The collection of ivories by the Bagatti Valsecchi brothers, while collecting heterogeneous objects in chronology, origin and function, includes a compact nucleus of artefacts referable to the Embriachi, a workshop that dominated the production of bone and ivory objects in Italy between the 14th and 15th centuries. Fausto and Giuseppe’s intent was above all to create an antiquarian collection that was also an instrument for the reconstruction of the environment.
Inside the Bagatti Valsecchi residence, the collection of scientific instruments is set up in the Library, an environment for study and reading. In this room, measuring instruments, armillary spheres, an ivory microscope are displayed on the central table, while the superb pair of sixteenth-century globes stands out on their pedestals in style.
Weapons and armor
This rich collecting nucleus is entirely set up in the Galleria delle Armi, an environment of great impact, where the artifacts are arranged on ancient caissons while the arms in the auction and the swords make a fine show of themselves in the racks along the walls. Style and original artifacts stand side by side in the name of a spectacular ensemble effect.

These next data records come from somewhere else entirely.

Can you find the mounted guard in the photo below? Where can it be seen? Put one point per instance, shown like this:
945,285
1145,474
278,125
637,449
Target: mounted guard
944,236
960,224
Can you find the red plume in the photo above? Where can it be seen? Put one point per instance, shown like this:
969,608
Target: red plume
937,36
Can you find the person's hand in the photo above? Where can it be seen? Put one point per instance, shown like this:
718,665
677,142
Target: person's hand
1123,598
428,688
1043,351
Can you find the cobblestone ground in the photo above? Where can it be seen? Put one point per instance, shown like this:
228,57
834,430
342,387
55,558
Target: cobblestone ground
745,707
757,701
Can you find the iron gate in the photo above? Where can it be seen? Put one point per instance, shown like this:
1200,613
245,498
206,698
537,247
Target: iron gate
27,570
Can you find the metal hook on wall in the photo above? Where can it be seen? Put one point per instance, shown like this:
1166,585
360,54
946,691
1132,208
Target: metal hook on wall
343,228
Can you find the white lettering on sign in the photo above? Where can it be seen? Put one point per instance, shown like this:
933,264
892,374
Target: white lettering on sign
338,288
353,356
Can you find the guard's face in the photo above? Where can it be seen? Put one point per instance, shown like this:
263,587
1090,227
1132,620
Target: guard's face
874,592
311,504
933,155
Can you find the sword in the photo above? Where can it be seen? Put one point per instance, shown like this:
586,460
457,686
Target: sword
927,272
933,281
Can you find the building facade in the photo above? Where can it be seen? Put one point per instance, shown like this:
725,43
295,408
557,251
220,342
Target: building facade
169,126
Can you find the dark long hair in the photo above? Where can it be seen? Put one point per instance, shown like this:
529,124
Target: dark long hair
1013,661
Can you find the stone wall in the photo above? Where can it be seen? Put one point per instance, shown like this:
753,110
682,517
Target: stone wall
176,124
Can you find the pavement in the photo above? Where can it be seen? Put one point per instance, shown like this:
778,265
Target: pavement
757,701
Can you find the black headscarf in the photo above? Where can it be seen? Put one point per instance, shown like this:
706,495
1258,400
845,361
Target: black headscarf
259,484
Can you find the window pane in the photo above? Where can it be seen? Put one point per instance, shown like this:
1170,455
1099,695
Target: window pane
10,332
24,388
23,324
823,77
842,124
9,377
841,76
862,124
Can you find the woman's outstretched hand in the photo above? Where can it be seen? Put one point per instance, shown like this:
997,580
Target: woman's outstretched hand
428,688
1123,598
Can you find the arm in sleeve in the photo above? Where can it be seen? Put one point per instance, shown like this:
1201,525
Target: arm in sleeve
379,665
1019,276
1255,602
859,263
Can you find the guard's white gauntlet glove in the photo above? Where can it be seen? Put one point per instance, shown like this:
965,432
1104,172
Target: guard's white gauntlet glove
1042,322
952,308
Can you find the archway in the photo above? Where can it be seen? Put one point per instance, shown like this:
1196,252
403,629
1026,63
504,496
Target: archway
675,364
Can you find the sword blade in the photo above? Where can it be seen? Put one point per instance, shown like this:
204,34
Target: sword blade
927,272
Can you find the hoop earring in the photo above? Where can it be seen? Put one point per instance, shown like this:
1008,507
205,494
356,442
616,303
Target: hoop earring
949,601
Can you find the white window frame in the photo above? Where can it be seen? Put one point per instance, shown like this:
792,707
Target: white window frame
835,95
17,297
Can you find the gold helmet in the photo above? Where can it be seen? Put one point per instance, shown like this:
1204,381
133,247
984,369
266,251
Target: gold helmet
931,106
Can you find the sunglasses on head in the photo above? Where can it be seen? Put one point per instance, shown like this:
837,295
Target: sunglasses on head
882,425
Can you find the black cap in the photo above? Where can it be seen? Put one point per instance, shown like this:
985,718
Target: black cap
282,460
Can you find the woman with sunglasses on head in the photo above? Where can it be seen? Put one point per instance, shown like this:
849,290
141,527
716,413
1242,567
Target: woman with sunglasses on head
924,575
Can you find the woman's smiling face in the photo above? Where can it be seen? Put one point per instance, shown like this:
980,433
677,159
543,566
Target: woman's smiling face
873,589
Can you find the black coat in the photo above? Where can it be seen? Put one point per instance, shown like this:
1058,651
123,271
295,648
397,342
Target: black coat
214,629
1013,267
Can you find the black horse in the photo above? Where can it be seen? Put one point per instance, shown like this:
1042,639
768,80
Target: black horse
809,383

In line with the domestic cut of the Bagatti Valsecchi stand, the glass collection is set up in the windows of the Dining Room; the artifacts are arranged alongside ceramic plates and risers creating a dense score, where works from different eras are freely combined with decorative efficacy. The two brothers’ predilections are oriented towards the Murano production, represented by glasses that are arranged along a wide chronological arc, from the four to the nineteenth century.